7 Comments to “Identità, cultura ed economia”

  1. E’ molto interessante questo dialogo. A mio modo di vedere non è scorretto voler “iniziare da zero” in campo economico, ma è un po’ delirante difendere scelte sbagliate nel momento in cui sono completamente fallite. Ma il problema di Ale Sestu, come di tanti altri, a me pare un altro. Mi sembra infatti che in tanti si aggirino ignari nella propria vita pensando che non importi vivere amputati delle proprie origini e con l’idea di non valere nulla per la propria ascendenza (che non è l’identità, ma semplicemente noi stessi). Ci si illude che basta condividere il disprezzo per la propria origine, o fare come se non esistessero, per esserne fuori. E invece Ale Sestu disprezza se stesso, perché disprezza la propria origine, la propria storia, la propria gente, cioè il 98% del proprio Sé, e privilegia quel 2% che ha “scelto” o che predilige. Questo mi ricorda un racconto che di se faceva un deputato pd sassarese, per affermare la propria “italianità”. Raccontava di una qualche sua nonna piemontese, ne descriveva l’apertura mentale chiaramente idealizzata (posso immaginare l’aperrtura mentale di una piemontese di 100 anni fa) come se la sua storia familiare – di questo si parlava – si riducesse a quest’unica parente non sarda. E tutti gli altri nonni e genitori sardi? Annullati. Ridicoli, arretrati, poco smart. Imprensentabili. Da rimuovere. Eppure immagino costitutivi, non meno dell’unica nonna piemontese, della sua storia, di quello che è oggi quest’uomo, questo sardo.
    Questo bisogno di negazione di sé spiega anche la forza, talvolta la violenza e l’aggressività, dei sardi che si oppongono al riconoscimento della necessaria parità linguistica che la Sardegna attende. E’ la stessa rabbia omofoba dei gay repressi, misogina delle donne sottomesse a stili di vita maschilisti, di ogni ascaro, insomma, da che mondo è mondo.

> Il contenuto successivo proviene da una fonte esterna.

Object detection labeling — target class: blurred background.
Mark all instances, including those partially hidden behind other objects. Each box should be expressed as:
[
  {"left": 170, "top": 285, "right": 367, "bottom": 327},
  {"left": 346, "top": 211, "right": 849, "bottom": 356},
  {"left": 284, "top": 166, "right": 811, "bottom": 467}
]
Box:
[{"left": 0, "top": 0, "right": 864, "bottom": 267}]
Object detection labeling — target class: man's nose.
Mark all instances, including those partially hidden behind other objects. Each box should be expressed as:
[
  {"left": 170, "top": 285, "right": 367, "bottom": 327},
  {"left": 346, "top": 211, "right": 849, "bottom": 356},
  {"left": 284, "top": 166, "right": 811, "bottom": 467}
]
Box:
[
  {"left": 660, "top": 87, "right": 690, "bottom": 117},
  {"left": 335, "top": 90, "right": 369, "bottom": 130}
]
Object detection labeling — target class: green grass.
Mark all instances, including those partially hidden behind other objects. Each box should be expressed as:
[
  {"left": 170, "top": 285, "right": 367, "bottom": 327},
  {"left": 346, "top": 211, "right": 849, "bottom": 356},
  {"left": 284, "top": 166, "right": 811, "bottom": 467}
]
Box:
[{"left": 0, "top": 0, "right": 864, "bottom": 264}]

  2. Che poi…a parte la negazione di se stessi nel giustificare la rinuncia alla lingua…in base a cosa Ale Sestu afferma che legare la lingua all’economia (di conseguenza con una matrice politica) sia fuorviante?

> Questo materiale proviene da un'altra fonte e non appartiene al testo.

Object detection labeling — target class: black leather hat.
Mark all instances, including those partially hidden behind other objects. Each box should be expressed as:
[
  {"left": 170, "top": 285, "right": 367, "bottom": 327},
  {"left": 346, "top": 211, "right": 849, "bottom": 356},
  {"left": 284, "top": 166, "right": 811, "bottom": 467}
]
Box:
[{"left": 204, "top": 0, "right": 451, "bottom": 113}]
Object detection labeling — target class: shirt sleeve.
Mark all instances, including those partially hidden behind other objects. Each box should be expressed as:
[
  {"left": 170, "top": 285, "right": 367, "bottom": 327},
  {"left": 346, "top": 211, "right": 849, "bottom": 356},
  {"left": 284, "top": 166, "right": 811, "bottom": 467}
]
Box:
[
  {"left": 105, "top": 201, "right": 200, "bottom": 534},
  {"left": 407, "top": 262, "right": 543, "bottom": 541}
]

    Prendiamo un esempio banale: i concorsi bilingue fatti nella provincia autonoma di Bolzano per poter accedere a vari settori della Pubblica Amministrazione. Se non si parla anche il tedesco si è fuori.
    Applichiamo la stessa legislazione al Sardo e vediamo quanti carabinieri/docenti/funzionari vari sarebbero costretti a lasciare l’isola (lasciando magari spazio a tanti Sardi oggi disoccupati o dispersi per tutta la penisola)…
    Mi si dirà che non siamo ancora a quel livello di consapevolezza sociale ed economica nel rapporto con la lingua..ma prima o poi sarà un problema da affrontare. E si chiama federalismo.

  3. Dr Bolognesi

    Il nucleo del discorso non è quello da lei riportato. Il nucleo del mio discorso è che, per me, il concetto di identità non esiste e, dove esiste, rappresenta un limite. Io guardo una persona che afferma la propria identità e ci vedo un limite. Guardo una bandiera (qualunque bandiera, quella italiana, quella francese, quella sarda, quella israeliana) è ci vedo un limite.
    Questo non significa rinnegare o disprezzare se stessi: significa prendere coscienza di se come parte del tutto, invece che come parte di un gruppo. Non ho nessun disprezzo per le mie origini, per la mia storia, per la mia ascendenza: semplicemente non trovo motivo di orgoglio affermarla, nello stesso modo in cui non trovo motivo di orgoglio affermate che ho i capelli neri, gli occhi verdi ecc…
    Inoltre questo non significa neanche essere avulsi dalla realtà in cui si vive: conosco i problemi della sardegna, gli errori che sono stati commessi, le possibili soluzioni alternative (su cui è bene discutere).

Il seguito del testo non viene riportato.